From the anti-Semitic children's books of Nazi Germany to the many racist caricatures of Asian, African or Indigenous people in the 20th century, comics have long contained prejudiced, sexist and xenophobic stereotypes. These publications have been rightfully criticized but some are pushing back, saying that this kind of unwarranted "canceling" threatens freedom of expression. Here are examples from three countries around the world about how people are handling the debate and sketching the future of comics.

🔥📚 The Adventures of Tintin and The Adventures of Asterix both emerged in French-speaking Europe during the 20th century and quickly developed global audiences. But the comic books have also been called out for controversial depictions of certain groups, including North American Indigenous peoples. And as Radio-Canada recently reported, one group of French-speaking schools in Ontario found the texts so offensive that they decided to go ahead and burn the books. The report, not surprisingly, stirred up a pretty fiery debate on the issues of free speech and what some refer to as "cancel culture."
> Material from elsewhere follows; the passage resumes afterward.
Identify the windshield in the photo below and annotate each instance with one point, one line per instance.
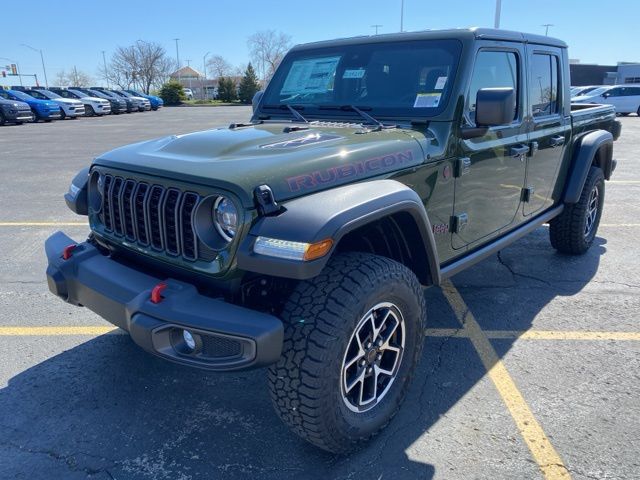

🤠 In a more progressive model for rethinking cartoons with long — and complicated — legacies, Lucky Luke in France is taking a different direction. Telling the story of a cowboy in the Wild West, the series is notably lacking in terms of diversity. But in 2020, well-known French cartoonists Julien Berjeaut (known as Jul) and Hervé Darmenton (known as Achdé) took on the challenge of a more inclusive Lucky Luke. With its 81st album, Un Cow-Boy Dans Le Coton (A Cowboy in High Cotton), they changed the perspective to focus on recently freed Black slaves.

🇯🇵 Outside of France and Belgium, Japan arguably has the largest market for graphic novels, or manga, which first developed in the late 19th century. And like their European counterparts, certain manga titles have been accused of using racist tropes. One example is the character Mr. Popo, a genie from the popular Dragon Ball series who has been cited for having offensive features. In the meantime, more and more mangaka (creators of manga) are expanding beyond these traditional representations, including in their depictions of women, who are over-sexualized in many mangas.


➡️ Read more on Worldcrunch.com

📣 VERBATIM

"Still now, I am terrified."

— In mid-August, Afghan news anchor Beheshta Arghand interviewed Mawlawi Abdulhaq Hemad, a high-ranking Taliban representative, for TOLOnews. A historic moment for the female presenter, just days after the Islamic fundamentalist group took over Afghanistan. Now exiled in Albania, Arghand tells the BBC in a moving testimony why she had to flee to Albania and how she, like many in her country, has lost everything.